No 1o semestre, além de discussões aprofundadas, o curso aborda ética e ajuda cada aluno a escolher um tema sobre o qual deverá escrever uma monografia, em moldes acadêmicos. "A escola ensina metodologia de pesquisa e cobra envolvimento dos alunos que, com isso, adquirem discurso político, postura crítica e sensibilizada", diz Adélia Pasta, diretora do ensino médio.


Com crianças

Na educação infantil, há escolas bastante empenhadas em propor trabalhos que desenvolvam hábitos responsáveis desde cedo, o que parece mais simples do que consertar comportamentos viciados. As iniciativas são bem diversas. Na Escola Viva, cujo projeto nasceu em 1991, há algumas frentes de ação: um trabalho educativo com professores e funcionários para desenvolver valores ligados à preservação do meio ambiente; um coletor de lixo reciclável instalado na porta da escola para a comunidade; e uma central de sucata, que recolhe objetos reaproveitáveis para utilizar no ateliê da escola, entre outros.

O plano pedagógico prevê o uso do quintal da escola, projetado com o intuito de aproximar crianças urbanas da natureza – coelhos, galinhas, marrecos, jabutis, borboletas, tatus, passarinhos e plantas. "O convívio com bichos e plantas ajuda a provocar conflitos, a exercitar valores em situações concretas, a discutir a relação com o outro e a respeitar a vida", diz Sônia Marina Muhringer, coordenadora de meio ambiente da escola e co-autora do livro infantil Verde e a Vida (Editora Ática).

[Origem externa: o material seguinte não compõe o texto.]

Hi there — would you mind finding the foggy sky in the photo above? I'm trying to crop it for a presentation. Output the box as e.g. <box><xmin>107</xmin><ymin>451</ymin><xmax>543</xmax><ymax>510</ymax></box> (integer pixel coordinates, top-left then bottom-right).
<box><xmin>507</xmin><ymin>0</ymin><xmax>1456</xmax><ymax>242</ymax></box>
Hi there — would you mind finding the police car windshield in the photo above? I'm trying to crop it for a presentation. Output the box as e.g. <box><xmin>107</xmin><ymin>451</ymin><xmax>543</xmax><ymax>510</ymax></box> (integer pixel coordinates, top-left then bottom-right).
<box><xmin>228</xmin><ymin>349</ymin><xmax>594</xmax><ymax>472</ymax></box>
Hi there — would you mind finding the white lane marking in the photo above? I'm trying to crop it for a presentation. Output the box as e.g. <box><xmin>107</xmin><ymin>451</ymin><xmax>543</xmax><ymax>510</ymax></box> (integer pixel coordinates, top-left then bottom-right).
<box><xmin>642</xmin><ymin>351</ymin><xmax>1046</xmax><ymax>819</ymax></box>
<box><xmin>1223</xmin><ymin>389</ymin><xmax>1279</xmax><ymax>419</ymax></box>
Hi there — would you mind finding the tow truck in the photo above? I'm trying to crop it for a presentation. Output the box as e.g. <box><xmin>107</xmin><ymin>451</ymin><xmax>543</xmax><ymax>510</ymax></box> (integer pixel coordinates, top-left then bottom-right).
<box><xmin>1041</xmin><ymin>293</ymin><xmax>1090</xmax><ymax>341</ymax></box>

Rachel Trabjer, coordenadora de Educação Ambiental do MEC: ações para oferecer ferramentas e conhecimento a professores e escolas públicas

Segundo a educadora, os pequenos absorvem esse conhecimento, aderem às práticas adequadas e logo viram fiscais dos adultos. "Eles levam para fora da escola, impedem os pais de desperdiçar, não matam insetos, ensinam o jardineiro a cortar certo a grama e ficam incomodados com a postura errada", diz. "O adulto resiste mais a abrir mão de hábitos. Nada melhor do que uma criança para fazê-lo rever sua postura", diz  Sônia.

Inspirado na Assembléia Geral das Nações Unidas, que proclamou a Declaração do Milênio e os "8 Jeitos de Mudar o Mundo", o Colégio Guilherme Dumont Villares resolver criar, como estratégia pedagógica, um personagem infantil para interagir com as crianças da educação infantil, o Dumonzinho. Por meio de histórias, criadas em classe, o personagem aborda temas como empreendedorismo, erradicação da fome, saúde, qualidade de vida e meio ambiente. Todo ano, uma história é publicada em livro.
 
Este ano, a sustentabilidade ambiental é o foco do personagem. Em 2006, foi o processo de desertificação. "A meninada de até 10 anos é a mais consciente. É a geração dos tsunamis, da mudança de temperatura, do rio Amazonas seco, de Nova Orleans alagada. Estão com medo dessa realidade e precisamos lidar com isso, em linguagem infantil, para buscar a preservação da vida", diz a diretora, Eliana Aun.

Também na linha de materiais pedagógicos lúdicos vai a escola Trilha da Criança, que este ano desenvolve um álbum de figurinhas com o tema "Para preservar o meio ambiente, basta plantar a semente". Cada evento feito na escola gera um cromo. "Trouxemos uma pessoa que trabalha com coleta seletiva para uma conversa com as crianças. A foto virou uma figurinha", explica Ana Maria Pereira Teixeira, coordenadora pedagógica. Todos os alunos recebem o álbum, que contém explicações sobre os temas ilustrados, e também os cromos, que chegam em pacotinhos, alguns propositalmente repetidos, para que os alunos os troquem. O álbum, de 125 imagens, ficará completo até o fim do ano.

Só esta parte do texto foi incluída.